Salah satu daerah yang menerapkan bioflok untuk ikan nila, adalah Kabupaten Sukabumi, Jawa Barat, melalui ada kelompok pembudidaya ikan (Pokdakan) Indra Makmur. Menurut Ketua Pokdakan Indra Makmur Syamsul Bahari, dengan bioflok, ikan nila yang dihasilkan lebih gemuk dan kandungan air dalam daging lebih sedikit.
baca juga : Kampung Bioflok untuk Ketahanan Pangan Papua Barat. Seperti Apa?
Pengumpul Rupiah
Syamsul merinci biaya investasi kelompoknya dengan menggunakan bioflok. Untuk pembuatan kolam beton ukuran 15 meter kubik dibutuhkan Rp2 juta, pengadaan pompa air sebesar Rp500.000 dan biaya operasional keseharian. “Total biaya operasional sebesar Rp3,9 juta,” tuturnya.
Dengan periode pemeliharaan selama 3 bulan, Syamsul menjelaskan dapat diproduksi 279 kg ikan nila dengan ukuran panen 200 gram/ekor. Jika harga per ekor diasumsikan Rp26 ribu, maka pendapatan kotor kelompok tersebut dari sekali panen bisa mencapai sebesar Rp7 juta.
“Keuntungan bersih budidaya ikan nila sistem bioflok yang dapat saya peroleh dari setiap kolam mencapai Rp3,1 juta per siklus, saya memiliki 10 unit kolam dengan rincian 2 bak tandon dan 8 kolam budidaya, sehingga pendapatan bersih selama periode budi daya yang saya lakukan dapat mencapai Rp24,8 juta”, sambungnya.
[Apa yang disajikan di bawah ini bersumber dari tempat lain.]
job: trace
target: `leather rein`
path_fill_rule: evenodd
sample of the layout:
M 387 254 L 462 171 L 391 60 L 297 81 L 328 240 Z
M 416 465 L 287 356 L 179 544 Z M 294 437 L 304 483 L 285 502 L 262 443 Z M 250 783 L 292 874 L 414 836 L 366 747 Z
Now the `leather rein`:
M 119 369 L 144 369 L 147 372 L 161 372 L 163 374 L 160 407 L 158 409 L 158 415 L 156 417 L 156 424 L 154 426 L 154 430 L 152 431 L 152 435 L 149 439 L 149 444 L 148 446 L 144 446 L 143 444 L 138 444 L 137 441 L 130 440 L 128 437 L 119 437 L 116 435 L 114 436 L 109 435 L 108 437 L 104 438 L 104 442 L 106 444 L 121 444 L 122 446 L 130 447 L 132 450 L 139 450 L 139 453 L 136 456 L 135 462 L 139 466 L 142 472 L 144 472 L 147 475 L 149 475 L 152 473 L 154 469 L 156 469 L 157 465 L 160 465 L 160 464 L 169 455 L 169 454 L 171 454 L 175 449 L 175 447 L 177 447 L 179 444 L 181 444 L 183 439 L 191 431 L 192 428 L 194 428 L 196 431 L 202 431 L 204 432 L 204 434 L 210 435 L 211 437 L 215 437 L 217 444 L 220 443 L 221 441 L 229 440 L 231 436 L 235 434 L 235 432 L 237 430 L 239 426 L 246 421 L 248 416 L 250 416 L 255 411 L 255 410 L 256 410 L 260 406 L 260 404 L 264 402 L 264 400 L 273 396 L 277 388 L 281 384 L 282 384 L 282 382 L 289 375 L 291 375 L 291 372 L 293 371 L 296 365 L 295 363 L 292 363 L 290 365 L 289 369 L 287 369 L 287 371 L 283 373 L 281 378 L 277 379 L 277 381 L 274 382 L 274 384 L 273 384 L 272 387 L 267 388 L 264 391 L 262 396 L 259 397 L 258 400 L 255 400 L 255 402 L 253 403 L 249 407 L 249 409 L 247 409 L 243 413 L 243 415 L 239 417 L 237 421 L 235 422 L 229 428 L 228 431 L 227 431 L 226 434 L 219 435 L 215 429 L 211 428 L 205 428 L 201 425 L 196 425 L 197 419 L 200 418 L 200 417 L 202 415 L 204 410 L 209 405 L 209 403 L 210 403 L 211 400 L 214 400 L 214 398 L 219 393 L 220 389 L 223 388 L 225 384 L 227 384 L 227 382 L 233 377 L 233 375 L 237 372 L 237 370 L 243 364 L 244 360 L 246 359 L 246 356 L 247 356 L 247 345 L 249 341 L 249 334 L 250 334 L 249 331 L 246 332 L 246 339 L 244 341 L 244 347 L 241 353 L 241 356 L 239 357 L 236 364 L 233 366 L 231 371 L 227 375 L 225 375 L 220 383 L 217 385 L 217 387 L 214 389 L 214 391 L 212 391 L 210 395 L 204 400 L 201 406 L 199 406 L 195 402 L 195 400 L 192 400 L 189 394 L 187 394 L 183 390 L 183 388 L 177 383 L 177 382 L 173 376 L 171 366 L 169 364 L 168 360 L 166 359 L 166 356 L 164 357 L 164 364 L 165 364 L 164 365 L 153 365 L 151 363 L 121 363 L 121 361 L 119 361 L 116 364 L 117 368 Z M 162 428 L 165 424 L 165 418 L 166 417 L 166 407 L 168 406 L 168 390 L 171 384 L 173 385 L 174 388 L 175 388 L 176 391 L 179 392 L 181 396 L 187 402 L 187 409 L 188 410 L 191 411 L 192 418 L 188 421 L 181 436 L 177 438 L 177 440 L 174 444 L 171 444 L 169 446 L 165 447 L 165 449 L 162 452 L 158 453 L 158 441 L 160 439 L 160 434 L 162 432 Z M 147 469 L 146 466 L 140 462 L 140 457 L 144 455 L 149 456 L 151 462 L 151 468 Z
“Dengan budi daya nila sistem bioflok ini menjadi sumber pendapatan keluarga bagi pembudi daya dan pihak-pihak lain yang terkait dengan usaha ini, karena hasilnya dapat dijual ke usaha perdagangan ikan, rumah makan, jasa rekreasi pemancingan, pengolahan fillet dan lainnya,” sebutnya.
Kepala Balai Besar Perikanan Budidaya Air Tawar (BBPBAT) Sukabumi Supriyadi mengatakan, ikan nila dipilih untuk sebagai komoditas lanjutan sistem bioflok, karena nila termasuk kelompok herbivora. Dengan demikian proses pembesarannya bisa berjalan lebih cepat.
Selain itu, menurut Supriyadi, ikan nila dipilih karena mampu mencerna flok yang tersusun atas berbagai mikroorganisme, yaitu bakteri, algae, zooplankton, fitoplankton, dan bahan organik sebagai bagian sumber pakannya. Kemampuan tersebut dinilai menguntungkan dalam budi daya di kolam.
menarik dibaca : Teknologi Digital Mulai Digunakan untuk Perikanan Budidaya Nasional
Menurut Supriyadi, keunggulan yang dihasilkan dari budi daya bioflok memang banyak, termasuk meningkatkan kelangsungan hidup hingga lebih dari 90 persen dan tanpa pergantian air. Air bekas budi daya juga diklaimnya tidak berbau jika menggunakan bioflok. Keunggulan tersebut membuat bioflok tidak mengganggu lingkungan sekitar dan dapat disinergikan dengan budi daya tanaman, misalnya sayur-sayuran dan buah-buahan.
“Hal ini dikarenakan adanya mikroorganisme yang mampu mengurai limbah budi daya menjadi pupuk yang menyuburkan tanaman,” ungkap dia.
Diketahui, produksi ikan nila secara nasional terus mengalami peningkatan dan itu ditandai dengan capaian produksi pada 2016 sebesar 1.114.156 ton, dan kemudian meningkat lagi pada 2017 menjadi 1.265.201 ton. Adapun, sentra budidaya ikan nila di Indonesia terdapat di Jawa Barat, Sumatera Selatan, Sumatera Barat, Sulawesi Utara dan Sumatera Utara.